The Ontario Court of Appeal has recognized a new legal claim for invasion of a person's right to privacy – the right to seclusion of one's private affairs from the public eye.

In that case, the plaintiff and defendant worked for the same bank. The defendant became involved with the plaintiff's former husband. She used her work computer to access the plaintiff's bank records at least 174 times over a four-year period, without the plaintiff's knowledge or consent. The plaintiff sued for invasion of privacy and breach of fiduciary duty, seeking $20,000 in punitive and exemplary damages. The lower court dismissed her claims. It held there was no claim of invasion of privacy under Ontario law. (Unlike some other provinces, Ontario does not have legislation that creates a statutory claim for breach of privacy.) It found the defendant owed the plaintiff no fiduciary duty. The plaintiff appealed on the privacy issue only.
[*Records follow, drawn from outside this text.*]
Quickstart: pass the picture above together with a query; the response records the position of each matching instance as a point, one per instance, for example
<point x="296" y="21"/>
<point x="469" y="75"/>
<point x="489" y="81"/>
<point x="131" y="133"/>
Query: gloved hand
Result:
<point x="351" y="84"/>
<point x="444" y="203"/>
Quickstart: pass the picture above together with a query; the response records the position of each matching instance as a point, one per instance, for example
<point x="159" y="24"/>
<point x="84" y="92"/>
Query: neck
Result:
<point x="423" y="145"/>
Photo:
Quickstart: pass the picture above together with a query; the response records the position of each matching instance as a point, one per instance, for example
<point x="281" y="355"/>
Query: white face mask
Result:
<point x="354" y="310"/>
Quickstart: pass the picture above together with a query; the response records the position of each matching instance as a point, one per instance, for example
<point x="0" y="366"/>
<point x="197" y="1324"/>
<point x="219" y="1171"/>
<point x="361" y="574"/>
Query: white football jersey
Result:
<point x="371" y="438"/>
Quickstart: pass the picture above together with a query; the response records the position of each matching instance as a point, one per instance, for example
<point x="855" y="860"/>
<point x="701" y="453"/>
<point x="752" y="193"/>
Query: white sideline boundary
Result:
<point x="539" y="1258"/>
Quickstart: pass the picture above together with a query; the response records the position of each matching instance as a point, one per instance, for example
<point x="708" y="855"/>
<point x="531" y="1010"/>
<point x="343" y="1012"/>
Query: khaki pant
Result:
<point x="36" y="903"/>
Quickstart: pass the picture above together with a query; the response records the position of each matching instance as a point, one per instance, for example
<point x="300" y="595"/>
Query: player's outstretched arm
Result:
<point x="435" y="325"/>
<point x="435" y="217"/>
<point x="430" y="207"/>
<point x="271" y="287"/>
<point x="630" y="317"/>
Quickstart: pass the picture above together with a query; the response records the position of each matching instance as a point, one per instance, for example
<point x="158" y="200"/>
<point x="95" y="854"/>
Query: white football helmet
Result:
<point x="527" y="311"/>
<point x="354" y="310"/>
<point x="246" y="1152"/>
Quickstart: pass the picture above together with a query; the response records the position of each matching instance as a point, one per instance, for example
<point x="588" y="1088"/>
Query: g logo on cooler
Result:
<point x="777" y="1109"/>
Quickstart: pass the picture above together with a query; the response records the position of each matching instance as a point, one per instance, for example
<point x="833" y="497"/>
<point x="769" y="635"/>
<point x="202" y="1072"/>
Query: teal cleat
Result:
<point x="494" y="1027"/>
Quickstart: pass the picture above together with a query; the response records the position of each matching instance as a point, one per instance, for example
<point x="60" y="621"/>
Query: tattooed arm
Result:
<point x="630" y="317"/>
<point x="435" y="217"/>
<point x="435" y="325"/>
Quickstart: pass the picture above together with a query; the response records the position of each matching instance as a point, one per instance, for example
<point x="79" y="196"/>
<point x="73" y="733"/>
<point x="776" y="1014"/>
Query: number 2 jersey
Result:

The Court of Appeal examined at length the nature of breach of privacy claims and how the concept of privacy is treated in different Canadian and other common law jurisdictions. The Court highlighted the long-standing existence of several privacy-related torts in the United States, as well as legal commentary from the Supreme Court of Canada and elsewhere in Canada on privacy as a key value of Canadian society. The Court further noted that while some provinces (British Columbia being one of them) have enacted privacy legislation creating statutory claims for breach of privacy, in general that legislation is vague about what qualifies as a compensable breach. Therefore, there was room for the common law to fill in legislative gaps. Technological advances and the proliferation of other legal efforts to protect privacy of information (such as legislation limiting what organizations can do in collecting and using personal information) were referred to as part of the rationale for the extension of protection of privacy.

To make a claim in Ontario for breach of privacy on the basis of "intrusion upon seclusion" (the precise claim the Court created), a plaintiff must prove the following:

1. the defendant's conduct was intentional or reckless;

2. the defendant invaded the plaintiff's private affairs without lawful justification; and

3. a reasonable person would regard the invasion as highly offensive and causing distress, humiliation or anguish.

In terms of damages, a plaintiff need not show any economic loss (though economic loss can be recovered if suffered). Rather, damages will generally be based on:

1. the nature, incidence and occasion of the wrongful act;

2. the effect of the act on the plaintiff's health, welfare and social, business or financial position;

3. any prior relationship between the parties;

4. any distress, annoyance or embarrassment suffered by the plaintiff as a result of the act; and

5. the conduct of the parties before and after the act, including any attempt to make amends.

These factors are difficult to quantify. Damages in Canadian privacy cases have ranged from $500 for nominal breaches up to $50,000 in cases of egregious conduct. The Court settled on a range of up to $20,000 in general damages for breach of privacy claims and awarded $10,000 in this case, with no award for punitive or aggravated damages. The impact of this development on privacy law in practice remains to be seen. First, Ontario courts had in the past allowed claims that were, in substance, breach of privacy claims, without going so far as to put them in a new category. Of course, a remedy for these kinds of claims was potentially available in provinces such as BC through legislation.

Second, statutory breach of privacy claims are not particularly common and there is currently nothing to suggest this new claim will be any more popular. Third, the damages that can be recovered are not likely to be significant (though involvement in a lawsuit can be costly).

Further, privacy rights are limited. The Ontario Court of Appeal in this case recognized that claims for protection of privacy may be at odds with other legitimate claims, such as freedom of expression and freedom of the press. The right to privacy may have to yield to those other claims. The Court referred back to an earlier Supreme Court of Canada decision that the protections available to persons who communicate facts that the public has an interest in knowing should be broad.